PRESS RELEASE
First event in the
ICPD+5 review process
Report on Day One of the
UNFPA RoundTable on Adolescent Sexual and Reproductive
Health
NEW YORK, 14 April
(UNFPA) -- Many of today's adolescents are sexually active,
and urgently need reproductive health information and services. But
acknowledging and addressing these needs is still a very sensitive
issue in most countries, and is one of the most difficult aspects of
implementing the decisions of the 1994 International Conference on
Population and Development (ICPD).
Speakers and participants
in the round-table meeting on "Adolescent Sexual and Reproductive
Health and Rights: Assessing the Impact of ICPD" stressed the need
to overcome attitudes and other barriers that prevent young people
from receiving support and protection. Several also emphasized that
young people should help shape the programmes that aim to serve
them.
The four-day meeting, sponsored
by the United Nations Population Fund (UNFPA), began this morning
with a statement from UNFPA Executive Director Dr. Nafis Sadik, and
panel presentations on the theme of "Promoting an Enabling
Environment for Adolescent Reproductive Health".
The meeting
was opened by Virginia Davis Floyd, Director of the Ford Foundation.
The foundation is hosting the meeting, which brings together experts
and advocates on adolescent health from more than two dozen
countries to review progress in implementing the Cairo Programme of
Action with respect to adolescent reproductive and sexual
health.
"The biggest obstacle facing adolescents exercising
their right to reproductive health may lie not in resources or
delivery systems; nor infrastructures, but in the minds of other
people," Dr. Sadik told the group.
She pointed out that many
members of the world's largest-ever generation of youth--some 1.2
billion people--are marrying later and starting sexual activity
earlier, often without the knowledge or services to prevent unwanted
pregnancy or sexually transmitted diseases. Adolescent women account
for an estimated 4.4 million abortions each year. In some countries,
girls still marry at an early age and face health risks from early
pregnancy; their reproductive health needs also are not being met.

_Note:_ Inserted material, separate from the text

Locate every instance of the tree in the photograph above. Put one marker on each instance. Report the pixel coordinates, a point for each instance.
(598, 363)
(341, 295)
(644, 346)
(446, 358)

The ICPD explicitly addressed these issues for the first
time, Dr. Sadik noted, and "extended the concept of the right to
reproductive health to cover sexual education, information and
services to adolescents." But the topic "continues to be, one of the
most contentious and difficult areas in which to work," she added,
and many "myths and misunderstandings were not totally
dispelled."
Controversy continues regarding parental
responsibilities, and whether to provide reproductive health
information and services to young people. Parents are often
unwilling to admit their own children may be sexually active.
"Parents carry the ultimate responsibility for the well-being of
their children, but the way they exercise it must be flexible and
subject to change as their children grow up, and as society changes
around them. Dr. Sadik said.
"The most difficult, the most
intractable concerns are those which are considered private or
family matters," she observed, including sexual abuse and violence,
incest and female genital mutilation.
"We know from our
experience and our research that adolescents want to take
responsibility for their own lives, including their sexuality and
their reproductive health." Adults need to learn that young people
are not merely "children in need of protection," she said. Youth
need to "help make and implement the policies that will shape their
lives."
"Legal, religious and social barriers remain," Dr.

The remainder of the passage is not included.